Phase I study of ixabepilone, mitoxantrone, and prednisone in patients with metastatic castration-resistant prostate cancer previously treated with docetaxel-based therapy: a study of the department of defense prostate cancer clinical trials consortium

J Clin Oncol. 2009 Jun 10;27(17):2772-8. doi: 10.1200/JCO.2008.19.8002. Epub 2009 Apr 6.

Abstract

Purpose: Mitoxantrone plus prednisone and ixabepilone each have modest activity as second-line chemotherapy in docetaxel-refractory castration-resistant prostate cancer (CRPC) patients. Clinical noncrossresistance was previously observed.

Patients and methods: Metastatic CRPC patients progressing during or after taxane-based chemotherapy enrolled in a phase I multicenter study of ixabepilone and mitoxantrone administered every 21 days along with prednisone. Ixabepilone and mitoxantrone doses were alternately escalated in a standard 3 + 3 design. Patients were evaluated for toxicity and disease response. Dose-limiting toxicities (DLTs) were defined as treatment related, occurring during cycle 1, and included grade 4 prolonged or febrile neutropenia, thrombocytopenia (grade 4 or grade 3 with bleeding), or > or = grade 3 nonhematologic toxicity.

Results: Thirty-six patients were treated; 59% of patients experienced grade 3/4 neutropenia. DLTs included grade 3 diarrhea (n = 1), prolonged grade 4 neutropenia (n = 4), and grade 5 neutropenic infection (n = 1). Due to prolonged neutropenia, the highest dose levels were repeated with pegfilgrastim on day 2 of each cycle. The maximum tolerated dose in combination with pegfilgrastim was not exceeded.
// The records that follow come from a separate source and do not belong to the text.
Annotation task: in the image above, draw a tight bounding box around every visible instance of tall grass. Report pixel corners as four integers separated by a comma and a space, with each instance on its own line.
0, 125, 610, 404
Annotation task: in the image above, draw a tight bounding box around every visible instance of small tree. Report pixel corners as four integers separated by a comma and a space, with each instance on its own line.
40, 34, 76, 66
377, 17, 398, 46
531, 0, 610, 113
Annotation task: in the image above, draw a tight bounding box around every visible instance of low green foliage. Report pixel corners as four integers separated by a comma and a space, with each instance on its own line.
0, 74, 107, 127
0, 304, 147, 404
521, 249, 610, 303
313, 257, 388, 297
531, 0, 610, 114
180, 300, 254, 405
The recommended phase II dose is mitoxantrone 12 mg/m2 and ixabepilone 35 mg/m2 every 21 days, pegfilgrastim 6 mg subcutaneously day 2, and continuous prednisone 5 mg twice per day. Thirty-one percent of patients have experienced > or = 50% prostate-specific antigen (PSA) declines, and two experienced objective responses. Of 21 patients treated with mitoxantrone 12 mg/m2 plus ixabepilone > or = 30 mg/m2, nine (43%) experienced > or = 50% PSA declines (95% CI, 22% to 66%).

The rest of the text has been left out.